Many life sciences organizations find efficiencies centralizing global regulatory intelligence and knowledge management, regulatory analytics, RIM/registration management, submission publishing (especially electronic submissions), labeling, correspondence management, commitment management, and submission planning and tracking.
- Building a Culture of Quality
In an environment of increasing competition, regulations, and customer expectations, many life sciences leaders are being intentional about cultivating a culture of quality. They foster this culture not only to be compliant; they use it as a clear differentiator in the market and a way to improve bottom line results. For instance, as a collaborator with the Medical Device Innovation Consortium (MDIC) and FDA, Grant Thornton works to identify and share practices that elevate quality. Research suggests that a company with an embedded culture of quality spends, on average, $350 million less annually fixing issues than a company with a poorly developed one.1
Key quality culture characteristics include:
• Data about quality is proactively collected and shared in a transparent manner.
• Management sets clear quality objectives.
• Quality issues are remediated quickly.
• Management looks at leading indicators of quality, not just at lagging indicators.
• Employees stay up-to-date on current guidelines and regulations as well as trends. They consider not just the narrow wording of regulations, but the broader intent.
• Management prioritizes a continuous improvement focus and challenges the status quo.
• The company collaborates openly with stakeholders, such as providers and patients, to identify improvements.
This shift in mindset cannot happen overnight. Rather, it’s an evolution that requires strong executive leadership and buy-in throughout the entire organization.
- Using Technology as an Enabler
Many device companies are exploring ways to apply innovative software technologies to overcome environmental and internal hurdles. (See below for details on what technologies companies are leveraging.)
Source: Gens and Associates 2018 Benchmarking Study
For example, artificial intelligence (AI) provides a unique opportunity to mine sources, such as interactions with regulators, health authority correspondence, audit findings, and more, to create a more comprehensive regulatory intelligence landscape.
Some companies are using AI to identify unpublished requirements within correspondence, capture local country experience, and effectively synthesize intelligence. Previously, regulatory staff may have tried to capture details from these sources in an Excel file and then search the spreadsheet to find references. These searches were not just time-consuming—they were unlikely to uncover relevant facts. With AI, companies can automatically search multiple repositories for relevant details.
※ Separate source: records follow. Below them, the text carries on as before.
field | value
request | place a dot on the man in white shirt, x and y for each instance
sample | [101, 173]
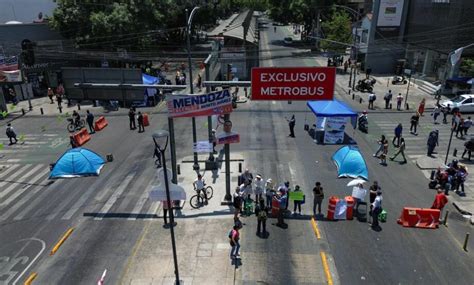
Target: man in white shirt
[199, 185]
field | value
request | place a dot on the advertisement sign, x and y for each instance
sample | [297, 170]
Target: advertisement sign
[202, 146]
[293, 83]
[10, 76]
[390, 13]
[215, 103]
[333, 137]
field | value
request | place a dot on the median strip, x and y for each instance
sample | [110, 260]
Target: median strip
[315, 228]
[61, 241]
[326, 268]
[30, 278]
AI solutions continuously learn so the searches return moretargeted results each time.
Although competitive and regulatory pressures continue to mount, medical device organizations that take advantage of transformative improvements can imagine a bright future. By enhancing collaboration, embracing a quality of culture, centralizing relevant regulatory activities, and using technology to drive innovation, there is reason to look forward with anticipation. Organizations that do will enjoy improved speed to market, greater customer loyalty, and stronger bottom-line results.